ByOpeyemi OlanrewajuOpeyemi Olanrewaju
2 mins read
Mastercard launches Agent Pay protocol to power AI payments at super-fast speed
  • Mastercard launched Agent Pay for Machines, a protocol that enables AI agents to send and receive payments, including sub-cent microtransactions, across its global network.
  • Over 30 partners including Stripe, Coinbase, and Cloudflare are building on the protocol, which stores agent permissions on Polygon, Solana, and Base blockchains.
  • The company views the product as a five-year bet on machine-to-machine commerce rather than a near-term revenue driver.

Global card payments giant, Mastercard, has on Tuesday unveiled the Agent Pay for Machines (AP4M) protocol that allows AI agents to send and settle payments, including microtransactions costing less than a cent, across the card network’s global infrastructure.

More than 30 companies have signed on as early partners, a list that includes Stripe, Coinbase, Cloudflare, Polygon, OKX, and Ant International, according to a press release from the company.

Mastercard’s AP4M use case

The protocol is designed to help AI agents in purchasing services from other agents, autonomously and at high speed. Mastercard states that this is a distinct category from traditional point-of-sale or e-commerce payments, which are initiated by a person and processed one at a time.

AP4M handles transactions that are programmed, continuous, and executed between systems without a human having to supervise and “confirm.” For example, an entrepreneur could tell an AI agent to build a flower shop’s web presence, and that agent would independently purchase a domain, hosting, images, and checkout pages within a set budget, chaining multiple payments across providers from a single prompt.

“Machine payments can make it possible for services to be bought and sold among agents at fundamentally different scales than payments today,” Mastercard chief product officer Jorn Lambert said in the press release.
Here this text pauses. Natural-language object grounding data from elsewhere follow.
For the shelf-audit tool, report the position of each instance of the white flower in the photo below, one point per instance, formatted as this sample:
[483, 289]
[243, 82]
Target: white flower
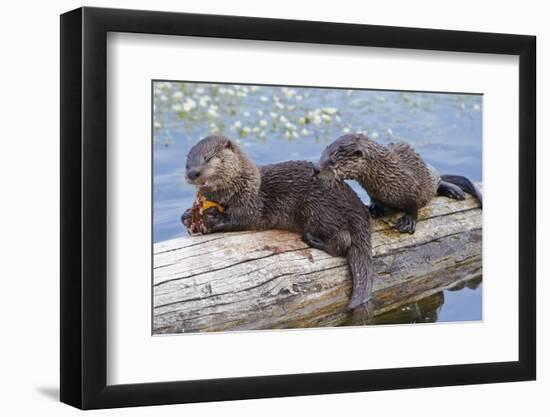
[330, 110]
[203, 101]
[189, 105]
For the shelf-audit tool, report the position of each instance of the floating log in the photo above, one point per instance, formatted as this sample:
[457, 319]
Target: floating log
[271, 279]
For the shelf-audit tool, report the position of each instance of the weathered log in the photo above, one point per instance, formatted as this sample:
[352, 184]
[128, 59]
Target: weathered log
[271, 279]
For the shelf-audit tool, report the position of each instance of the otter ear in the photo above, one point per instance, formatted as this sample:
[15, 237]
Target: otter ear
[358, 153]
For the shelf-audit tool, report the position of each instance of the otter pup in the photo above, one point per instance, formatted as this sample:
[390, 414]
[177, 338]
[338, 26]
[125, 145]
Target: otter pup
[394, 176]
[283, 196]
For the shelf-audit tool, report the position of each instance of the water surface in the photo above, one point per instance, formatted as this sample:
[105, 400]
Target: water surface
[275, 124]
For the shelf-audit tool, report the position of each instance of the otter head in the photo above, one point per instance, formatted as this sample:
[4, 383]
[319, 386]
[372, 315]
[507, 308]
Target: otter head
[212, 162]
[345, 158]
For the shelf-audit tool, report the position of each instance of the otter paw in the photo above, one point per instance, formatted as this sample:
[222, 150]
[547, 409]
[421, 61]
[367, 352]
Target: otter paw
[214, 221]
[187, 217]
[406, 224]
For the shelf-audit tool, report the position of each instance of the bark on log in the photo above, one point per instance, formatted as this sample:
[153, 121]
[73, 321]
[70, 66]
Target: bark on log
[271, 279]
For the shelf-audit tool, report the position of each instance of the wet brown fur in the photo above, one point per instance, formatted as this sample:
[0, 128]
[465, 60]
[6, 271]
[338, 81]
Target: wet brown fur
[285, 196]
[394, 176]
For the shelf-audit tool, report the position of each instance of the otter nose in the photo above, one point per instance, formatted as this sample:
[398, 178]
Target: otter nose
[193, 174]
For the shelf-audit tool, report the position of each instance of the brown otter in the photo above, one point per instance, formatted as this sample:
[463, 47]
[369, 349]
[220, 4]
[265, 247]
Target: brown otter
[283, 196]
[394, 176]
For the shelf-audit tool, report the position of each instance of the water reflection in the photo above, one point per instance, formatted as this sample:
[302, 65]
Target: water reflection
[275, 124]
[430, 309]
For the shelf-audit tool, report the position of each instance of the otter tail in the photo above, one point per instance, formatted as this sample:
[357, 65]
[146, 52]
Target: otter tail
[464, 184]
[362, 271]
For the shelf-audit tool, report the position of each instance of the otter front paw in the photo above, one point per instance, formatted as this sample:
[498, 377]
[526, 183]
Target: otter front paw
[214, 221]
[187, 218]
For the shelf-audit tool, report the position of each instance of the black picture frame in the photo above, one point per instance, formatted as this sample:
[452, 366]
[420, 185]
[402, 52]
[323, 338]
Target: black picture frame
[84, 207]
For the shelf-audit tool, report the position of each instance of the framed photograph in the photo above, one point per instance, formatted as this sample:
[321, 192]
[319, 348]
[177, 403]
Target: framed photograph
[259, 208]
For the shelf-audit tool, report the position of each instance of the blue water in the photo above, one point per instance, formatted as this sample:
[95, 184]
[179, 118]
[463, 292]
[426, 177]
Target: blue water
[275, 124]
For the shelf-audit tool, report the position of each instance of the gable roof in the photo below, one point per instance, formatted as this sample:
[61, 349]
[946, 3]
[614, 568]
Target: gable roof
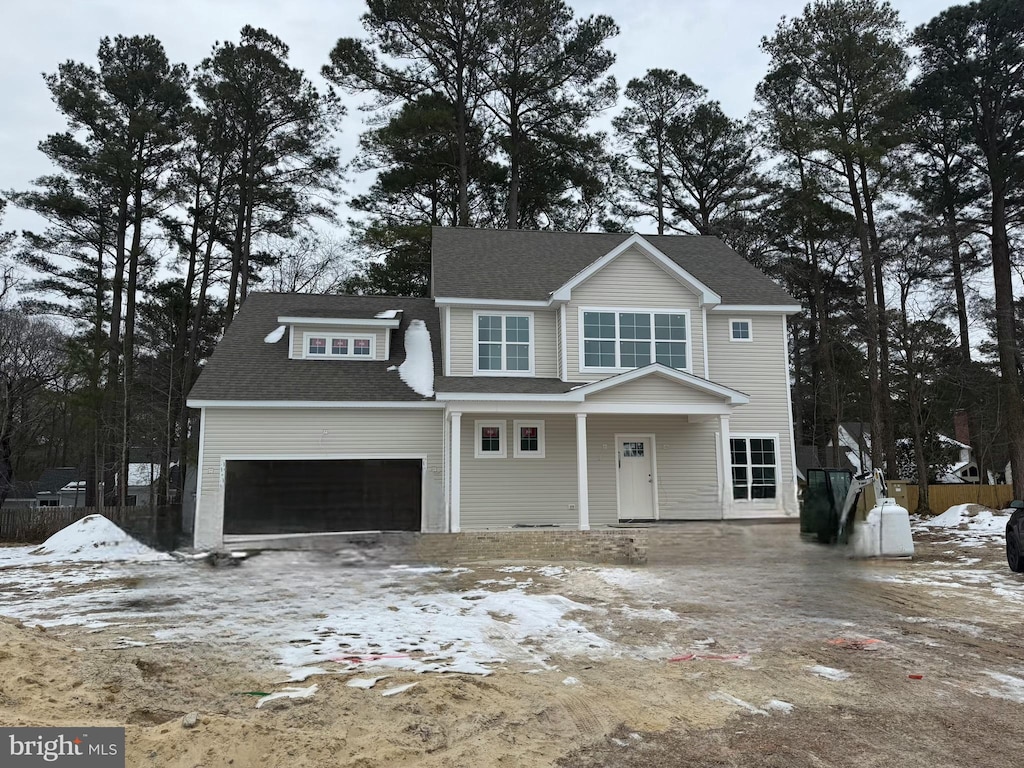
[245, 368]
[529, 265]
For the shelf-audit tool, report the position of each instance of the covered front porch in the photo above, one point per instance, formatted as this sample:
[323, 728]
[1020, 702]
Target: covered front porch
[650, 446]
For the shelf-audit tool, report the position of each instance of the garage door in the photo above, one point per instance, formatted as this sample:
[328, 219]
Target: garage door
[312, 496]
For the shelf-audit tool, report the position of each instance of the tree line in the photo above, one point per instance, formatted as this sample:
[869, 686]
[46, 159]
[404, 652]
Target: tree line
[878, 179]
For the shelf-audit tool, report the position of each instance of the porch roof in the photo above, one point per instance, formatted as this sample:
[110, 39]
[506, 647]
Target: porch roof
[574, 394]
He described these scales as “very high volumes, very small values, very fast and at extremely low latency.”

Built on blockchain permissions

A design choice that stands out is Mastercard choosing to record the permissions that humans grant the AI agents on public blockchains rather than in a private database. The initial chains selected are Polygon, Solana, and Base.

This helps with verification, as multiple parties can independently check if an agent is operating within the boundaries its human owner set, without relying on any company’s records.

Polygon confirmed the partnership on X, writing that it would “help establish common rules for agent-to-agent use cases and accelerate the adoption of agentic commerce, with always-on settlement powered by Polygon.”

Mastercard looking at future of AI

Mastercard CFO Lambert mentioned that this product is driven by future benefits and not immediate rewards for the company. “Am I expecting that this is going to be a huge revenue driver for Mastercard next year? No,” he told Fortune. He added that he sees AP4M becoming “a meaningful new addressable market” over the next five years.

This timeline fits the wider AI agent market regarding payments. Visa, Stripe, and Google have all released their own agent payment tools or standards over the past year; however, transaction volumes remain a small fraction of the commercial flow currently.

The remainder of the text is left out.